Tapping into female start-up returns
Ariane Barker can empathise with women investors shying away from the start-up scene.
“At the moment, it’s a pretty blokey, hustly, opaque, secretive space, which doesn't resonate with a lot of women investors, myself included,” says Barker, the chief of angel investor network Scale Investors.
“That’s why we’re moving into a much more sophisticated, structured process – raising a fund, working with a professional manager, leveraging a network of talented, emerging women business founders and investors, and capitalising on the fact there’s a gap in the market.”
Barker, a former seasoned investment banker, is referring to her firm’s recent tie-up with boutique investment manager Acorn Capital to create the “Female Leaders Fund”, which is seeking up to $50 million to be invested in a portfolio of eight to12 start-ups led by women.
It aims to tap into “an undervalued investment opportunity”, says Barker, citing how only 2 per cent of global venture capital is estimated to go towards women founders despite higher numbers than ever before and piles of research showing gender diversity drives outperformance.
“When women pitch for money there can be a lot of unconscious bias creeping into the conversation,” says Barker, who will sit on fund’s investment committee.
The new fund’s lead manager, Acorn’s Xing Zhang, says since fundraising commenced this month – seeking minimum investments of $100,000 – the fund had already attracted pre-commitments from some big-name investors, giving her confidence of hitting its $30m-$50m target by the end of September.
She believes part of the interest was that the research underpinning the investment thesis – that diversity in leadership positions produced outperformance in pretty much every financial and non-financial metric – had become too compelling to ignore.
She points to research by BCG which shows that for every dollar of funding, start-ups founded or co-founded by women generated 78 cents of return, while male-founded start-ups generated 31 cents. Meanwhile, McKinsey has found companies in the top quartile for gender diversity on executive teams were 21 per cent more likely to outperform on profitability.

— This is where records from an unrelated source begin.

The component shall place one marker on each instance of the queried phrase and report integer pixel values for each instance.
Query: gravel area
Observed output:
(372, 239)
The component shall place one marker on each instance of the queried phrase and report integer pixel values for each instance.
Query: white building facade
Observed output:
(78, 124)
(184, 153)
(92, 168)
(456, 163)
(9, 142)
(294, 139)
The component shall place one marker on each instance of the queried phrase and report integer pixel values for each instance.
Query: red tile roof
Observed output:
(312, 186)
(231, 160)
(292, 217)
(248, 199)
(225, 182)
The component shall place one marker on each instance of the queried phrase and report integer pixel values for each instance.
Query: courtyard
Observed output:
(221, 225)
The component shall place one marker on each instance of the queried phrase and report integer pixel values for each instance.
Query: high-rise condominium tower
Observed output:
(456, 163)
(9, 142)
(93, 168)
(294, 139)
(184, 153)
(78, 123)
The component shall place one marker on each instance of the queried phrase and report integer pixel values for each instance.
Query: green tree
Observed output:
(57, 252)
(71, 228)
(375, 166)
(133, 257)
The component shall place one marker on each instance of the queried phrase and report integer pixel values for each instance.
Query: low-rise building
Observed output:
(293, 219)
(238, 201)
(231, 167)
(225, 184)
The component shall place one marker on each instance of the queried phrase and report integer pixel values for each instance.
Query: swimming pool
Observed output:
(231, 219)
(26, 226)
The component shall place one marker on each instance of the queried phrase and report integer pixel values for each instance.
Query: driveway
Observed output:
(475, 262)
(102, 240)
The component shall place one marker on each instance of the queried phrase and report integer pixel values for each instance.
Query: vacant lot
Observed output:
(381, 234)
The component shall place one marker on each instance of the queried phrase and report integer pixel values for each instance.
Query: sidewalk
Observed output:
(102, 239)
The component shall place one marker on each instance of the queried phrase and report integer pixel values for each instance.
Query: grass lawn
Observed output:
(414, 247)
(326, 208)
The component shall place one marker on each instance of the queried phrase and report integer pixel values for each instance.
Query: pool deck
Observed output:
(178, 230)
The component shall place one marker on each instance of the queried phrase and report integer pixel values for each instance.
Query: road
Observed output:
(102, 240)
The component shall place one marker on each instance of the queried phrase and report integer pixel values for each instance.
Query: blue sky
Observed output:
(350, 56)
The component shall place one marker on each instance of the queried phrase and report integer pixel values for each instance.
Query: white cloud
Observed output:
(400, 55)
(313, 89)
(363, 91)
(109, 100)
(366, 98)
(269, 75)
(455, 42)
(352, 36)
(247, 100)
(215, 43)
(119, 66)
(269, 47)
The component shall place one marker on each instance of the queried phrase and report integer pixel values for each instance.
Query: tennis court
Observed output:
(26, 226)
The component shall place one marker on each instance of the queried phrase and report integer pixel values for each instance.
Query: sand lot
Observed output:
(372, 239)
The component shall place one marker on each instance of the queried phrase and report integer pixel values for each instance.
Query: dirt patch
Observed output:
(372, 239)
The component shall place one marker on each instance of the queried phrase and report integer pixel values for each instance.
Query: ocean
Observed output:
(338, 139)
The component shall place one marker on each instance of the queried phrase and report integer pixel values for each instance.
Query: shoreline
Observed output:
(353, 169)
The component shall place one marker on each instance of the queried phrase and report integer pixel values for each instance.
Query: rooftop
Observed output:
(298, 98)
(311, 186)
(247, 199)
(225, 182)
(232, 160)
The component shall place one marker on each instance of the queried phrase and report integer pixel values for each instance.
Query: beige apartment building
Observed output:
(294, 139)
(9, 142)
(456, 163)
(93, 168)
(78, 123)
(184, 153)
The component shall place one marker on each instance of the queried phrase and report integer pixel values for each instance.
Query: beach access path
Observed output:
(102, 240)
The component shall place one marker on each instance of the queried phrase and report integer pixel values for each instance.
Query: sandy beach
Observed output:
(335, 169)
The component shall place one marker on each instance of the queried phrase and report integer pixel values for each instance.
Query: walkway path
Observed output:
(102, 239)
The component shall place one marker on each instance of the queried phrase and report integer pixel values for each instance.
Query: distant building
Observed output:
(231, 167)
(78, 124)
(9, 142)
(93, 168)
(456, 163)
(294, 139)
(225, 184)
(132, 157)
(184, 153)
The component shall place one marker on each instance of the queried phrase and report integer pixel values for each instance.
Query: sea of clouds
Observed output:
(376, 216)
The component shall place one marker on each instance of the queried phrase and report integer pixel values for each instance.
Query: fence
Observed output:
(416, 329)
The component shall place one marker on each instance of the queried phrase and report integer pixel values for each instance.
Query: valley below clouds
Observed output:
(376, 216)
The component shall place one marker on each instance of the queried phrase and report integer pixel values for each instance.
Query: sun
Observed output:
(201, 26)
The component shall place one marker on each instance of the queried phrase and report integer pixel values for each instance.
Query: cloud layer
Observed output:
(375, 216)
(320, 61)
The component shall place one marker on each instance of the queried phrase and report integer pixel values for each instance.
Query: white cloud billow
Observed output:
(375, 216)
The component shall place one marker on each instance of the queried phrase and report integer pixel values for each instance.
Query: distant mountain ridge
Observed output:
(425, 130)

While it’s the first of its kind in Australia, the fund adds to global momentum around “gender investing”, a theme that’s been followed closely by head of wealth services at Westpac Group, Elissa Crowther-Pal.
She cites Goldman Sachs’ $500 million initiative in the US to invest in women-led companies; and new US and European exchange traded fund (ETF) indices that track companies with high proportions of women in leadership, like the “SHE” index in the US and the Global Gender Equality UCITS ETF set up by Swiss banking giant UBS.
“There have been a few things bubbling up in other markets … but we’ve found very few investment options in Australia,” says Crowther-Pal.
“(But) we know this opportunity exists and will grow. By 2020, women around the world are expected to control $US72 trillion, up from $US51 trillion five years prior.”
This is the first period in which women in developed economies “have equal access to almost anything”, adds Zhang, leading to a “wall of the best and smartest women with the financial freedom and creativity” to move away from traditional roles and into their own businesses.
“This underscores a future where disruption, innovation and growth opportunities by women entrepreneurs will become a more defined investment thematic,” she says.
Barker, who this month announced an investment in Neighbourlytics, Scales’ eighteenth since starting six years ago, says that beyond realising the potential of talented women founders, the new fund would also help keep entrepreneurs – along with the wealth and value they generate – on Australian shores rather than turning to offshore funding sources.
“By having a fund like this, women entrepreneurs will no longer be on the back foot,” says Barker.
“They can focus on their businesses, rather than running around pitching and trying to raise money for a year, which is a waste of time in an environment where you need to ‘move fast and break things’.”